Now let's define ``dict3``, which hopefully is our final version of the most important data structure we need to solve this exercise.

In [None]:
val dict3 =
  lines
    .groupBy(line => naiveHashPlusSize(line))
    .mapValues(words => 
                 words
                   .map(word => (word.sorted -> word))
                   .groupBy(_._1).map { case (k,v) => (k,v.map(_._2))})

Ability to match candidate words
-------------------------------------

OK. Now we are ready to enter some sort of random text and see if we find dictionary words for it. Let's try a couple of words and see how it behaves.

In [None]:
def findWords(candidate: String): Seq[String] = {
    val hash = naiveHashPlusSize(candidate)
    val sorted = candidate.sorted
    val matches = 
      dict3
        .getOrElse(hash, Map.empty[String, Seq[String]])
        .getOrElse(sorted, Seq.empty[String])
        .filter(word => sorted == word.sorted)
    matches
}

In [None]:
findWords("drst")

In [None]:
findWords("evarega")

In [None]:
findWords("resliient")

Ability to find all candidate substrings of candidate word
------------------------------------------------------------------

Now, all we need to do is the ability to find all substrings of a candidate word, not forgetting that the **first letter** must be always present.
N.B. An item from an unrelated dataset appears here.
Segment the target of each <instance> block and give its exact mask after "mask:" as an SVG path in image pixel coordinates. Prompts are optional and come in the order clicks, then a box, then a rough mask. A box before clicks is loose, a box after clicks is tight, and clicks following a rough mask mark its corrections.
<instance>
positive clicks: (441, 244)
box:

The idea is that we find all substrings of a candidate word *except the first letter*, then we add the first letter later to all positions it would be necessary.

But wait! We will sort the candidate word (or candidate substring of it) anyway. So, it does not matter. We can simply add the first letter to the beginning and we are done. Also, we don't need to care about relative order of characters, since we are going to sort letters anyway, the same way we sort dictionary words when we insert them into ``dict3``.

So, below we demonstrate how it would work. Suppose the word "darts". We remove "d" and we obtain a list of substrings from "arts", like shown below:

In [None]:
def parts(s: String): Seq[String] = {
    s.size match {
        case 0 => Seq.empty[String]
        case 1 => Seq(s(0).toString)
        case _ => 
            s.substring(1).inits.flatMap(_.tails.toList.init).toSeq
              .map(text => s(0) + text)
              .toSet
              .toList
    }
}

In [None]:
parts("darts")

In [None]:
"Antidisestablishmentarianism".toLowerCase

Putting it all together
-----------------------

Now we are ready to arriving to a solution.

In [None]:
def solutions(in: String): Seq[String] = {
    parts(in.toLowerCase).flatMap(candidate => findWords(candidate))
}

Doing a couple of performance tests
-----------------------------------
Let's employ 9 characters as the specification says. But let's also play with a bit more.

In [None]:
def test(letters: String): (Seq[String], Long) = {
    val before = new java.util.Date().getTime()
    val result = solutions(letters)
    val after  = new java.util.Date().getTime()
    val elapsed = after - before
    (result, elapsed)
}

In [None]:
{
    val (result, milliseconds) = test("aimlessly")
}

In [None]:
{
    val (result, milliseconds) = test("confirmed")
}

In [None]:
{
    val (result, milliseconds) = test("performance")
}

In [None]:
{
    val (result, milliseconds) = test("development")
}

In [None]:
{
    val (result, milliseconds) = test("Antidisestablishmentarianism")
}

Conclusion
----------

Access time around ~20ms for candidate words of 9 letters looks pretty good.

The first part of the exploration was not really used in the final solution, but helped as an explorarion of the problem domain and, in particular, in regards to performance issues.

But... if the input source was already sorted (or at least apparently sorted or apparently partially sorted)... why then creating expending extra time loading a relatively complex data structure? Couldn't the idea of a binary search be applicable straight away to a large ``Array[String]`` which contains all dictionary words?

The short answer is: if you are willing to perform just a couple of queries... yes. However, if you are willing to provide a service which performs well under load then, in this case, performance is key and every millisecond counts.

And there's still more room for optimization.